Metallophthalocyanine‐based Conductive Frameworks as Working Electrode for Dehydrogenase‐Like Electrochemical Oxidation of Thioethers

The use of polymetallophthalocyanines as working electrode achieves dehydrogenase-like electrochemical oxidation of thioethers with excellent Faradaic efficiency over 96.3% and nearly 100% product distribution to sulfoxides, along with a high conversion rate of 0.238 mmol h⁻¹, outperforming carbon paper electrodes.

Abstract

The selection of electrode materials is critical to the reactivity and selectivity for organic electrosynthesis.
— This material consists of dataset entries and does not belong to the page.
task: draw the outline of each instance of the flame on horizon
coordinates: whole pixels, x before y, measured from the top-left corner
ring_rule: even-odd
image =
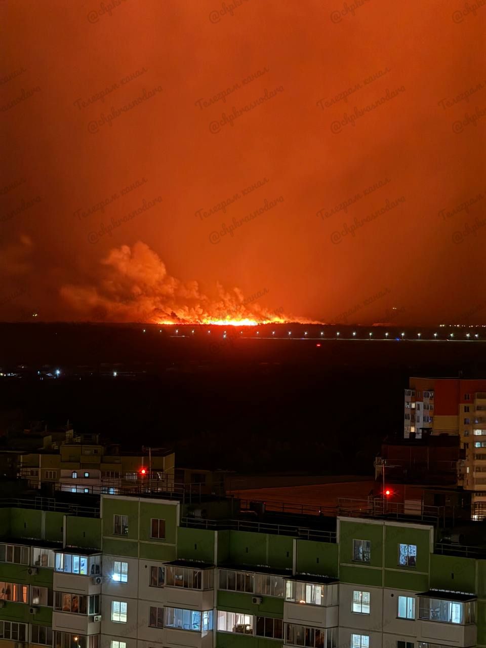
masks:
[[[62,298],[86,321],[227,326],[297,321],[284,315],[281,308],[272,311],[257,303],[259,296],[251,302],[244,299],[238,288],[227,290],[217,283],[217,296],[206,296],[197,281],[185,283],[169,275],[158,255],[141,241],[113,248],[100,266],[100,277],[60,290]]]

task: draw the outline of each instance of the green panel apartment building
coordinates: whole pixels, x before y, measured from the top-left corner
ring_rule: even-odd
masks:
[[[67,496],[3,500],[2,647],[486,646],[486,560],[432,524]]]

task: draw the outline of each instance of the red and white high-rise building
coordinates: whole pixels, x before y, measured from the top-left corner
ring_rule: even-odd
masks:
[[[486,379],[410,378],[404,436],[427,434],[459,437],[466,457],[460,480],[465,489],[474,491],[474,507],[486,508]]]

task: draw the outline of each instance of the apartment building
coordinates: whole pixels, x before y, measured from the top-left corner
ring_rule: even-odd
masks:
[[[41,441],[42,447],[35,451],[10,453],[14,457],[10,463],[17,462],[19,476],[38,488],[55,483],[71,492],[102,490],[113,494],[150,479],[154,490],[157,490],[157,484],[161,491],[173,490],[174,452],[148,448],[124,452],[117,445],[102,445],[99,434],[76,434],[73,430],[67,430],[62,439],[47,434]]]
[[[486,645],[486,546],[437,542],[438,517],[60,494],[1,502],[5,648]]]
[[[410,378],[405,390],[404,436],[459,437],[465,459],[461,484],[474,492],[473,515],[486,513],[486,380]]]

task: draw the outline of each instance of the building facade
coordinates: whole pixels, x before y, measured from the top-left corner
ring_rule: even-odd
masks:
[[[2,647],[486,646],[486,548],[446,555],[432,524],[77,501],[4,500]]]
[[[464,489],[474,492],[476,518],[486,513],[486,380],[410,378],[405,390],[404,437],[459,437]]]

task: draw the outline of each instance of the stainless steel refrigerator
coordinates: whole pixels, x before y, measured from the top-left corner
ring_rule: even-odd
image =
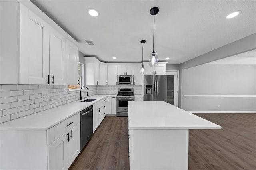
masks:
[[[144,75],[144,101],[166,101],[167,76]]]

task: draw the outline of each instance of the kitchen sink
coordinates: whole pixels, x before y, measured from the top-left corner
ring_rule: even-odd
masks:
[[[81,101],[80,102],[90,102],[91,101],[94,101],[95,100],[97,100],[97,99],[88,99]]]

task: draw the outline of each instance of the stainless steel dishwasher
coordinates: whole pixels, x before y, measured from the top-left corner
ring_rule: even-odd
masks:
[[[93,132],[93,107],[89,106],[81,111],[81,150],[84,148]]]

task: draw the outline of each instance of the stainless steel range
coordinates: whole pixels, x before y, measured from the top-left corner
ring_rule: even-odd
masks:
[[[134,101],[133,88],[118,88],[116,95],[116,115],[128,116],[128,101]]]

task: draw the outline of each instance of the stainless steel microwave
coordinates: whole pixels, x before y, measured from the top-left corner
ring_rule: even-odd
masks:
[[[134,77],[133,75],[118,75],[117,84],[118,85],[133,85]]]

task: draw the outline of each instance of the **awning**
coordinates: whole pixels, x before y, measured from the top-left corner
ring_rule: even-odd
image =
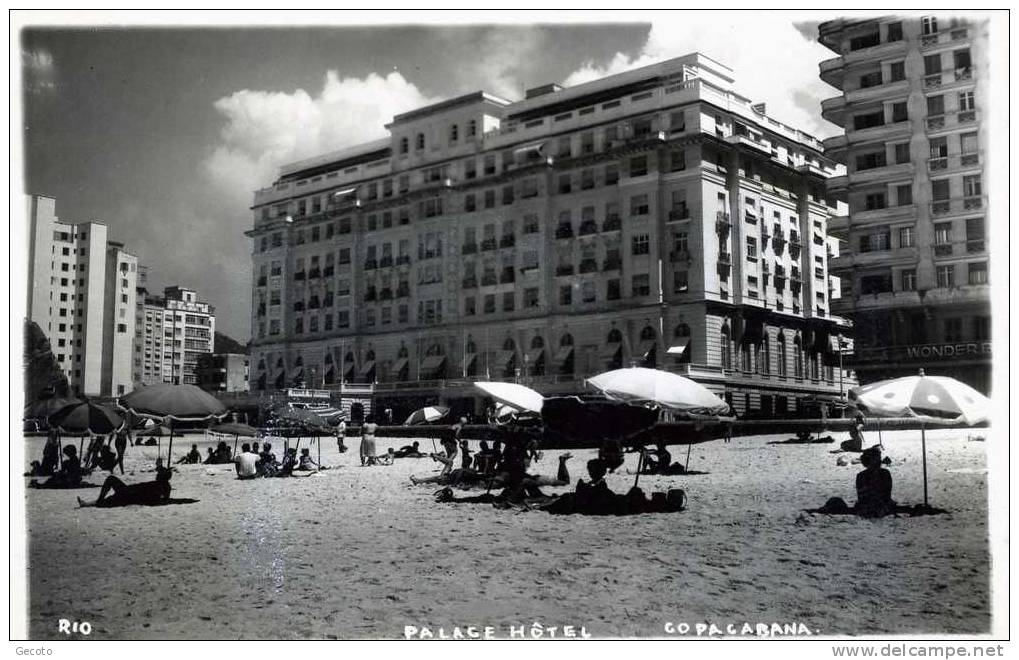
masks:
[[[445,355],[428,355],[421,361],[419,369],[422,374],[434,374],[439,367],[445,364]]]
[[[400,358],[395,363],[393,363],[392,369],[389,370],[393,376],[399,376],[399,373],[407,369],[407,358]]]
[[[665,352],[668,353],[669,355],[682,355],[684,352],[686,352],[687,346],[689,345],[690,345],[690,340],[684,339],[679,343],[677,343],[675,346],[669,346],[668,350],[666,350]]]
[[[544,154],[541,153],[541,150],[544,146],[545,143],[542,142],[542,143],[535,143],[533,145],[527,145],[526,147],[521,147],[520,149],[515,149],[513,152],[514,159],[516,160],[516,158],[519,156],[523,156],[528,160],[539,160],[541,158],[544,158]]]
[[[573,356],[573,346],[562,346],[555,351],[555,366],[561,367]]]
[[[615,341],[605,344],[600,354],[602,360],[614,360],[621,352],[623,352],[623,344]]]

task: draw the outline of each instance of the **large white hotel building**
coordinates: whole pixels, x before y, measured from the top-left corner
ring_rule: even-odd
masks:
[[[835,164],[733,82],[694,53],[478,92],[283,167],[248,232],[252,389],[577,392],[641,364],[744,415],[839,396]]]

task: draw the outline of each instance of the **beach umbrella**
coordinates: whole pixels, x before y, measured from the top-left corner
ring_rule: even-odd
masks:
[[[474,386],[496,401],[518,410],[541,413],[541,406],[545,402],[545,397],[540,392],[518,383],[479,381]]]
[[[914,418],[920,421],[923,470],[923,505],[927,500],[927,430],[925,423],[957,422],[967,426],[990,419],[990,400],[975,389],[947,376],[905,376],[860,385],[849,398],[861,413],[878,417]]]
[[[50,396],[48,398],[38,399],[24,406],[24,419],[49,420],[50,416],[54,413],[57,413],[68,405],[74,405],[75,403],[81,402],[81,399],[69,398],[66,396]]]
[[[653,403],[671,410],[699,416],[725,416],[729,404],[711,390],[689,378],[644,367],[616,369],[587,379],[611,399]]]
[[[432,424],[438,422],[449,414],[449,408],[442,405],[426,405],[417,409],[407,418],[404,426],[417,426],[420,424]]]
[[[124,420],[115,410],[92,401],[77,401],[50,416],[50,424],[61,433],[106,435],[123,428]]]
[[[120,397],[120,406],[138,417],[159,420],[170,427],[170,445],[166,450],[169,464],[173,453],[174,422],[209,422],[226,415],[226,406],[195,385],[161,383],[135,390]]]

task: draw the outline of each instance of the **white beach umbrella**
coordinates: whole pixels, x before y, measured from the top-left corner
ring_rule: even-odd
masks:
[[[541,413],[541,406],[545,402],[545,397],[540,392],[517,383],[480,381],[474,385],[496,401],[505,403],[518,410]]]
[[[616,369],[587,379],[608,398],[654,403],[693,415],[729,415],[729,404],[700,383],[658,369]]]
In this work, we for the first time use polymetallophthalocyanines (pMPcs) as working electrode for the efficient and highly selective oxidation of sulfide. pMPcs was found to be able to mediate sulfide oxidation with dehydrogenase-like activity, in which water acts as an oxygen source, for a broad substrate scope, including pharmaceuticals. Among the pMPcs electrodes, pFePc exhibits the highest catalytic selectivity with a faradaic efficiency (FE) of 96.3% and nearly 100% product distribution for the oxidation of sulfides to sulfoxides, as well as the highest conversion rate of 0.238 mmol h⁻¹. Studies combining spectroscopic experiments and computational approaches reveal that the mechanism of oxidation of sulfide involves the proton-coupled oxidation of Fe─OH₂ to generate Fe═O intermediates on the metal atom of the metal-N₄ units of pMPcs. This work highlights the potential for the application of conductive framework materials in organic-electrical synthesis.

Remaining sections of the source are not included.